"The weather encourages consumers to visit bricks and mortar destinations."

"The weather encourages consumers to visit bricks and mortar destinations."

The arrival of summer spurred greater shopper footfall in the majority of UK retail destinations in June, with high streets and retail parks seeing solid growth as shoppers headed out to renew their wardrobes.

The latest British Retail Consortium (BRC)/Springboard Footfall and Vacancies Monitor found shopper numbers last month were up 0.8% on a year ago, marking a reverse on May's 1% decline. The result leaves it ahead of the three-month average of 0.5%.

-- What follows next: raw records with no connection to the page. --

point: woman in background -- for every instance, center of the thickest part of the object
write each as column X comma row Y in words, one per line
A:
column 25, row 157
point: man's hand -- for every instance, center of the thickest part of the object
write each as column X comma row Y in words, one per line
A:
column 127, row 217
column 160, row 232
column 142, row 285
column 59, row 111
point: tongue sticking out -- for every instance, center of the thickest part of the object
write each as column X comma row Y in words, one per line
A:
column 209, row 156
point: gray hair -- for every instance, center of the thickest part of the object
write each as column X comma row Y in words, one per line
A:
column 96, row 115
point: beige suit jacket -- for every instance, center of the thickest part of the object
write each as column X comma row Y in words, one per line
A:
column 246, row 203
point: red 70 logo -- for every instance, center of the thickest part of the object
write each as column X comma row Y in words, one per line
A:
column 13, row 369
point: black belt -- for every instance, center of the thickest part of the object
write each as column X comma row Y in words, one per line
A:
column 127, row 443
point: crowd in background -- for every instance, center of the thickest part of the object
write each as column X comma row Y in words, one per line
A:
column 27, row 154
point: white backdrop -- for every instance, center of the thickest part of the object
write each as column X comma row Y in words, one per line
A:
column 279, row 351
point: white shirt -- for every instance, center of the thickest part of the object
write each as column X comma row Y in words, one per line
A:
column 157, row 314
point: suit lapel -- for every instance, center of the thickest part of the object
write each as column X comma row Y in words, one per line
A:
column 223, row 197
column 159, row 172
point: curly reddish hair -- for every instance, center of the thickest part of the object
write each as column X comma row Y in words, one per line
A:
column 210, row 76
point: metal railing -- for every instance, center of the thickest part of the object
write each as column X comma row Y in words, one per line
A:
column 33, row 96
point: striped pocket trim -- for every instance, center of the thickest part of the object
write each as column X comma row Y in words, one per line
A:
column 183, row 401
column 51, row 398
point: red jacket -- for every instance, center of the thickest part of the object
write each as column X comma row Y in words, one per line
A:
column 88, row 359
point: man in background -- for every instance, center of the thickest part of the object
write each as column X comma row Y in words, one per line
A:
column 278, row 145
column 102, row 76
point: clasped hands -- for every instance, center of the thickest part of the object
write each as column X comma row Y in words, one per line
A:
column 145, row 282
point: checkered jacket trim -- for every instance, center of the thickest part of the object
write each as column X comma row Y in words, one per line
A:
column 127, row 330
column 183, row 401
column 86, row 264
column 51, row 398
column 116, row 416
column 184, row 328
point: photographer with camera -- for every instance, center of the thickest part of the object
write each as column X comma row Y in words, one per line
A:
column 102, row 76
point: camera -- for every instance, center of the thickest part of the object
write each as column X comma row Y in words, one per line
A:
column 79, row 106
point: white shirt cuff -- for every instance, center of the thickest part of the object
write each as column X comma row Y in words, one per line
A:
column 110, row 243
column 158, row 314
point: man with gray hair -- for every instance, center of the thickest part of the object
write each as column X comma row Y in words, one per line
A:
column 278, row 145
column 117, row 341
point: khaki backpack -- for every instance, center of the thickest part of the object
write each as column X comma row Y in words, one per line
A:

Retail parks reported 2.3% growth in June, compared to a 1% decrease in the year-ago period. This comes after a 1.5% rise in May and is below the three-month average of 2.2%. High street footfall, meanwhile, rose 0.9% on the previous year's rate of -3.7% and is 5 basis points above the three month average of 0.4%.

Diane Wehrle, Springboard marketing and insights director, says the June results, however, showed a 1.6% drop in sales at department stores and a decline of 2.3% at fashion stores.

However, she says sales do present a very varied picture, dependent on the breadth of the measure used and inflationary pressures which push sales values up.

"The uplift in footfall in June, compared with the -1% drop in May, and its divergence from sales, can be attributed to a number of factors. The weather was far better than in June last year, which encourages consumers to visit bricks and mortar destinations, particularly external environments such as high streets and retail parks.

"Also in recent months, we have seen rising footfall in the hours after 5pm, illustrating the trend in consumer behaviour towards leisure trips after retail trading hours, demonstrated by the rise in hospitality sales of +0.3% in June.  In June, however, the better weather supported the increase in footfall during daytime hours. Indeed, the cumulative impact of both these factors accounts for the weaker footfall performance in shopping centres compared with high streets and retail parks."